The effectiveness of insulin glargine 300 U/mL among type 2 diabetes patients: Analysis of a real‐world data in Israel
Author(s) -
Melzer Cohen Cheli,
Ba Tamar,
Shalev Varda,
Chodick Gabriel
Publication year - 2020
Publication title -
endocrinology, diabetes and metabolism
Language(s) - English
Resource type - Journals
ISSN - 2398-9238
DOI - 10.1002/edm2.124
Subject(s) - medicine , insulin glargine , insulin , type 2 diabetes , diabetes mellitus , cohort , gastroenterology , hypoglycemia , endocrinology
Aims Randomized controlled trials have shown that insulin glargine 300 U/mL (Gla‐300) has a more stable and prolonged glucose lowering effect among patients with type 2 diabetes (T2DM) compared to insulin glargine 100 U/mL (Gla‐100), resulting in a reduced risk of hypoglycaemia while maintaining a similar efficacy of lowering HbA 1c . We aimed to investigate if the effectiveness of Gla‐300 is reproducible in real‐world settings. Material and methods In this retrospective cohort study, data from a large state‐mandated health organization were used to identify adult T2DM patients who were previously on insulin and initiated Gla‐300 therapy between 6/ 2016 and 12/2017. Changes in HbA 1c levels, body weight and insulin dose were calculated from baseline period and over a follow‐up period of 180 days. Documented hypoglycaemia events were also explored. Results A total of 1797 patients were included in this study with a mean age of 64.2 (SD = ±11.0y), baseline HbA 1c was 8.7 ± 1.6% and 42.5% were females.
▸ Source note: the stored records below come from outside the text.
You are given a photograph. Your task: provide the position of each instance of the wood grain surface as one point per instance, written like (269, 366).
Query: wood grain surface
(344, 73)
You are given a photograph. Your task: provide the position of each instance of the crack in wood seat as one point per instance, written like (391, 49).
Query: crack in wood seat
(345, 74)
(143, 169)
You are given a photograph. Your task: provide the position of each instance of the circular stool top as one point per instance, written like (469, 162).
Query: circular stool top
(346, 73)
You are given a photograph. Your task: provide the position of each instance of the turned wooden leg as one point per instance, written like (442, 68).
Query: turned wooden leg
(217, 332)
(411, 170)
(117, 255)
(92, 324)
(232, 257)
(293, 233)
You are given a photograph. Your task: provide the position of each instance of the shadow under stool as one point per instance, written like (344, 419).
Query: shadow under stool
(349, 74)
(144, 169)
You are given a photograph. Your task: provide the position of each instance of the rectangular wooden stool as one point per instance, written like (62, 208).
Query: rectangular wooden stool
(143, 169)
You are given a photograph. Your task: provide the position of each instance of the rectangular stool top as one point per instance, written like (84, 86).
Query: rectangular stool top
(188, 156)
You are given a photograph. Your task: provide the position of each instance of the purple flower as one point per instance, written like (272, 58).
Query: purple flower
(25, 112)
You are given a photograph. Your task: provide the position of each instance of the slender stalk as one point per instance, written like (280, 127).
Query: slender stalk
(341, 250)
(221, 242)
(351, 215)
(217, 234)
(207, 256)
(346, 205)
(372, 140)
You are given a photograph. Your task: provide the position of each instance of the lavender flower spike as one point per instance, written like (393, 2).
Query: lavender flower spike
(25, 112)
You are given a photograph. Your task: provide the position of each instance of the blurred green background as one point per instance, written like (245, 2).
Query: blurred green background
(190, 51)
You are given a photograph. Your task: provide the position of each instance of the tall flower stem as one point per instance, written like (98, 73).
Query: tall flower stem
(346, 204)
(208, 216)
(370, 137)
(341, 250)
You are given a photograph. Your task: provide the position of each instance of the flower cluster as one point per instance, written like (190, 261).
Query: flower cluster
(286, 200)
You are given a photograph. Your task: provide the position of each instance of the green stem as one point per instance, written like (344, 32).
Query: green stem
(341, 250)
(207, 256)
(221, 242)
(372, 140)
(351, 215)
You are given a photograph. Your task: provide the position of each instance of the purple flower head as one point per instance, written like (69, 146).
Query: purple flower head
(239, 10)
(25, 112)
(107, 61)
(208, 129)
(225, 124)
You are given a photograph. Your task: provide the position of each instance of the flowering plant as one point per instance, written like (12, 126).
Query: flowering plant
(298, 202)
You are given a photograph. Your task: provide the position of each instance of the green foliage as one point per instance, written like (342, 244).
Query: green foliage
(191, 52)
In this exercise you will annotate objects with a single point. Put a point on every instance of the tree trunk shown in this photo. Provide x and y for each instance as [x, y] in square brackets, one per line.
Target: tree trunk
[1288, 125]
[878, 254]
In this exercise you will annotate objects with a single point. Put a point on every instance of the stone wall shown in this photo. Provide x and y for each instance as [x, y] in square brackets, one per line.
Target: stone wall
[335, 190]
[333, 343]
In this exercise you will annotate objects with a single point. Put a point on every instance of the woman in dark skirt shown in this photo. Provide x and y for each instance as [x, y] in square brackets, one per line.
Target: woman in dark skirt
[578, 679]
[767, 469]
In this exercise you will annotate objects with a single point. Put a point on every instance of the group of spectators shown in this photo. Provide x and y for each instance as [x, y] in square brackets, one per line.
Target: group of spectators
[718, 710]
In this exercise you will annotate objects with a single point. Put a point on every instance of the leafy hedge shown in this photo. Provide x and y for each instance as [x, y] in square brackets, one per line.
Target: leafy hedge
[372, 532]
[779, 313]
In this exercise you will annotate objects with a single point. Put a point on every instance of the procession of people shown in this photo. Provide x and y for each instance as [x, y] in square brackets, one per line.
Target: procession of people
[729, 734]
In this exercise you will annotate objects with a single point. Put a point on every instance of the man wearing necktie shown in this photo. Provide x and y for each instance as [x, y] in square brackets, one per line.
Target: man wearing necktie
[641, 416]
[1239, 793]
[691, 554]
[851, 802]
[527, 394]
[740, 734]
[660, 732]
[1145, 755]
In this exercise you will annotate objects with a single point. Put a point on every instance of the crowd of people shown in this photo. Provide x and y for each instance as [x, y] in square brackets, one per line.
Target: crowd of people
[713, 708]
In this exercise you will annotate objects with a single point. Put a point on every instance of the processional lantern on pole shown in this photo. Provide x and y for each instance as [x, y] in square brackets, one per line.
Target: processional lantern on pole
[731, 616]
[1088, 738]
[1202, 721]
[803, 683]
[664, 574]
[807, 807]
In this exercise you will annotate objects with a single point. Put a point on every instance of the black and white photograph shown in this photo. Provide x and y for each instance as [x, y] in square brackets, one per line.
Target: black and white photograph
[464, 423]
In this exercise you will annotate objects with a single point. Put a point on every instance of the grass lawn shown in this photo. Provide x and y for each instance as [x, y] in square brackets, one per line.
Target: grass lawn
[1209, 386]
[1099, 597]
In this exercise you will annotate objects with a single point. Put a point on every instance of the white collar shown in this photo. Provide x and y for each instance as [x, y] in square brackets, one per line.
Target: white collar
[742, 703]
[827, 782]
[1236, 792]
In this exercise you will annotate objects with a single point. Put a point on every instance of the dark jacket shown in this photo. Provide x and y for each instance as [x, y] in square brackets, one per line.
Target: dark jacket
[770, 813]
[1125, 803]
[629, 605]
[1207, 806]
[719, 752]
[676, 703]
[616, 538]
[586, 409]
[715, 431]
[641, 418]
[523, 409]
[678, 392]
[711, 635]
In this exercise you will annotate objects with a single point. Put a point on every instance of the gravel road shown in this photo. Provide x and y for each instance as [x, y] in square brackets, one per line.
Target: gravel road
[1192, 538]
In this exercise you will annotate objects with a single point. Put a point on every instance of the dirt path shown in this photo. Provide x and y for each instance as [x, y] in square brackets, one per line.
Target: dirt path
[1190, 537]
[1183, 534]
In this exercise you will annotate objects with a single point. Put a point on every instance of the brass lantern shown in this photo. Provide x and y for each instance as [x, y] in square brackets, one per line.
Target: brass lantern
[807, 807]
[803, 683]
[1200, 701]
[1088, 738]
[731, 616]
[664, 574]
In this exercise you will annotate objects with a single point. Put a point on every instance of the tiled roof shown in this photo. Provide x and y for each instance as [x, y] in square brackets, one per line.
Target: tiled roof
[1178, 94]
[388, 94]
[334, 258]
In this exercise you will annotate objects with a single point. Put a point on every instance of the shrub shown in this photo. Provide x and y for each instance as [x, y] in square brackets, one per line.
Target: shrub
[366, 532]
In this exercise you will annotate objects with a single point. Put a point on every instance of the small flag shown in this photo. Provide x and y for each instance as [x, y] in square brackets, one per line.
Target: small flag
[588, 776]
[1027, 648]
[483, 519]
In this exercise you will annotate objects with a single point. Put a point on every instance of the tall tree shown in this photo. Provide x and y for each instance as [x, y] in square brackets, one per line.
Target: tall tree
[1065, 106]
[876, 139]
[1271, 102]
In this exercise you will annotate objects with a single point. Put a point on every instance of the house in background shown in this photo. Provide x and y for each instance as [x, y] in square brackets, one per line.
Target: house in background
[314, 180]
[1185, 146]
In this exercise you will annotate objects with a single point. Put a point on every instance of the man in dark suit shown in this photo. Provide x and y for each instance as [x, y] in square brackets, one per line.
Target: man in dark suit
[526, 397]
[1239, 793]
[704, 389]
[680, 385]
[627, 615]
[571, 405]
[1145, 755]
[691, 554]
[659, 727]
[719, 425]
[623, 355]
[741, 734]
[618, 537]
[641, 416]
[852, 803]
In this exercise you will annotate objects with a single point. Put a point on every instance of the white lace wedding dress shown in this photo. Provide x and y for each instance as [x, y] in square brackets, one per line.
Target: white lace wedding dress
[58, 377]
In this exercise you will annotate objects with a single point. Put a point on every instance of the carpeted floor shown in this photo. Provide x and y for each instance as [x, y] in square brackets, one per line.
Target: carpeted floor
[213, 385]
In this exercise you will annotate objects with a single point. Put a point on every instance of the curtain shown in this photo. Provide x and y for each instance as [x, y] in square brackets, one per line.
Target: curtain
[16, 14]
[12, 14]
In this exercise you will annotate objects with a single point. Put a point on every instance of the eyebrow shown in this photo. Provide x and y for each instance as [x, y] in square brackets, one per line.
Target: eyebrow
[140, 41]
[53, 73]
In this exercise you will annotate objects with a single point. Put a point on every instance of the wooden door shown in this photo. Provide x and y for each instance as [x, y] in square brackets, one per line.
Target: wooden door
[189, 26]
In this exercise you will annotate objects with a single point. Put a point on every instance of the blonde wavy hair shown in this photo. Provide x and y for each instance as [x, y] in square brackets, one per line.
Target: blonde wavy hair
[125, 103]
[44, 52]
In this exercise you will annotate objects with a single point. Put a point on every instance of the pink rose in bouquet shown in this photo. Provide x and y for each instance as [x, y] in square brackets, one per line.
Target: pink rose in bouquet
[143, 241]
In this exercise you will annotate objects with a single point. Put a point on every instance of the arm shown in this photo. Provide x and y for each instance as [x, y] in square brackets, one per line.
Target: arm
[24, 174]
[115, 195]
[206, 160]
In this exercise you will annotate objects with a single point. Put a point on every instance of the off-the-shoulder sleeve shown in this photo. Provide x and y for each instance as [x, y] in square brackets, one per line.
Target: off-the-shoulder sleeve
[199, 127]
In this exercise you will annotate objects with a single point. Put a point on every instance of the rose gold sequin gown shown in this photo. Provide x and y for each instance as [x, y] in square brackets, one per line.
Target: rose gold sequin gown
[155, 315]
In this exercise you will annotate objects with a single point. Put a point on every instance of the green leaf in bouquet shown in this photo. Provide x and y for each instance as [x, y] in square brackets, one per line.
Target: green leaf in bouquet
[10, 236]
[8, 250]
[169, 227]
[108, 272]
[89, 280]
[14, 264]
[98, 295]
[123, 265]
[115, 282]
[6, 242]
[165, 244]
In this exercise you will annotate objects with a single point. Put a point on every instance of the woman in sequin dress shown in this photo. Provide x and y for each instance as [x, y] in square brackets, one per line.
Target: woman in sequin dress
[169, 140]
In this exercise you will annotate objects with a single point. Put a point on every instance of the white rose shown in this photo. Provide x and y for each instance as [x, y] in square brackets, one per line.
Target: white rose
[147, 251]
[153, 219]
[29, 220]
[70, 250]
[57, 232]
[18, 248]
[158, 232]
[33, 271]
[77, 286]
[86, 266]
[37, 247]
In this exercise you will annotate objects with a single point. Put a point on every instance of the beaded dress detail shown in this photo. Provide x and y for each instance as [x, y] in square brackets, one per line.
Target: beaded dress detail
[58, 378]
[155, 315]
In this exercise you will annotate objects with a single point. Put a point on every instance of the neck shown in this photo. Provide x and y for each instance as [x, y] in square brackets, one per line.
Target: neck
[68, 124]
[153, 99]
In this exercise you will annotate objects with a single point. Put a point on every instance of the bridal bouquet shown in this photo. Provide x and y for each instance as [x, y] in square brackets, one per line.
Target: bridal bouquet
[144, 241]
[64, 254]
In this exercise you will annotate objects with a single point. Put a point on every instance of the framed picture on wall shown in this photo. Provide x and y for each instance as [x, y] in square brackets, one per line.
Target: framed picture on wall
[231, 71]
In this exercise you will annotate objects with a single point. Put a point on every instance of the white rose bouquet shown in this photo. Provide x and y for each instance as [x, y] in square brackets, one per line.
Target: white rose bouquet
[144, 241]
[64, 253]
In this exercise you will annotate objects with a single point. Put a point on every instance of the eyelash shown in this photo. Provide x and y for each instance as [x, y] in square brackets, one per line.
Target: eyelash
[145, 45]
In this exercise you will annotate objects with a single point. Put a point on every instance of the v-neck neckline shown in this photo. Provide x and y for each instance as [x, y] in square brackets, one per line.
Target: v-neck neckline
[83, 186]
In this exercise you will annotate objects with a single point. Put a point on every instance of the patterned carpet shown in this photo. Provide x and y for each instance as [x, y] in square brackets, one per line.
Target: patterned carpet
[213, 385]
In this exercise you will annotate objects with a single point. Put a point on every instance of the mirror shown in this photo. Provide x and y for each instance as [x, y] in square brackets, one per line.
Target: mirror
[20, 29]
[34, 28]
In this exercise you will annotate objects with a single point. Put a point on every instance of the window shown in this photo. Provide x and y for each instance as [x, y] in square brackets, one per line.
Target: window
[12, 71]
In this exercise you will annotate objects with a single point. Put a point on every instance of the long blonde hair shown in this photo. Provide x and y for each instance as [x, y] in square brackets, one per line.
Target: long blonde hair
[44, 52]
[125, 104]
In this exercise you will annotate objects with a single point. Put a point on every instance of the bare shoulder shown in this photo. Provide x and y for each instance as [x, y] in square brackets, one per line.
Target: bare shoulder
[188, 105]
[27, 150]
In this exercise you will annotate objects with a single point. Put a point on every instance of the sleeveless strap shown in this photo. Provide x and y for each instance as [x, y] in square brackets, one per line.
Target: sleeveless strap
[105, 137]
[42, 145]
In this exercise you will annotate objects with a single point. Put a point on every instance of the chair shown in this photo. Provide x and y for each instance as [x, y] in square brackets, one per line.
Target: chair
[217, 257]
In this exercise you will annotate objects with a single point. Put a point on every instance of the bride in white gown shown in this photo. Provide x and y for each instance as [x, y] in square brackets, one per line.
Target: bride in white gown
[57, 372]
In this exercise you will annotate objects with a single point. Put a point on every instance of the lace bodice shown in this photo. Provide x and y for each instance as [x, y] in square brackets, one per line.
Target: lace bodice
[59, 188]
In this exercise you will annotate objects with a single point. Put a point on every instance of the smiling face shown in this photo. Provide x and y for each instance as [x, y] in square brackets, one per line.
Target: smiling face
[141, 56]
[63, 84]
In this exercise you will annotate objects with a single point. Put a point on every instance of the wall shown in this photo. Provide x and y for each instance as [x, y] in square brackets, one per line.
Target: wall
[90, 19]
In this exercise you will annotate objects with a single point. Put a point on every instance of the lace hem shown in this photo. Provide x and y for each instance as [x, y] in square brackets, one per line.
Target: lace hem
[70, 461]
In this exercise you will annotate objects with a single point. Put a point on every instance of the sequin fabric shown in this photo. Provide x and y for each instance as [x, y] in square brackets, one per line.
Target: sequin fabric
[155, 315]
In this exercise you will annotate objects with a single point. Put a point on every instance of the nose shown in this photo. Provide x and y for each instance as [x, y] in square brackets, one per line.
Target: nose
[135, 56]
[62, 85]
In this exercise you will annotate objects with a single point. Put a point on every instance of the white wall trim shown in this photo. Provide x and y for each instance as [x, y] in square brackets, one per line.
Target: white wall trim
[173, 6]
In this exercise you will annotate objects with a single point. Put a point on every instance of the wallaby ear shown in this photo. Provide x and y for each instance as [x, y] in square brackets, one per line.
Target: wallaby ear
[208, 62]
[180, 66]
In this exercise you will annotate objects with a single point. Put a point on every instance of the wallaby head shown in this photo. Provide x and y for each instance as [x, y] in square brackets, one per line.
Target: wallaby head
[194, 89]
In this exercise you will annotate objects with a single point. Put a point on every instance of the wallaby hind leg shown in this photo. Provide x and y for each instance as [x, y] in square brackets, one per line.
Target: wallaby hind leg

Among all patients with HbA 1c measurement during follow‐up (n = 1508), HbA 1c was significantly reduced by −0.6% (95% CI −0.6,−0.5; P < .001) from baseline, with a significant reduction in body weight (−0.4 kg; P = <.001). Additionally, a significant ( P = .04) reduction of 40.5% in patients with hypoglycaemia events was recorded during follow‐up period, from 2.1% (n = 37) at the baseline period to 1.2% (n = 22). Conclusions This real‐world study supports evidence from RCTs regarding the effectiveness of Gla‐300 among T2DM patients by improving glycaemic control.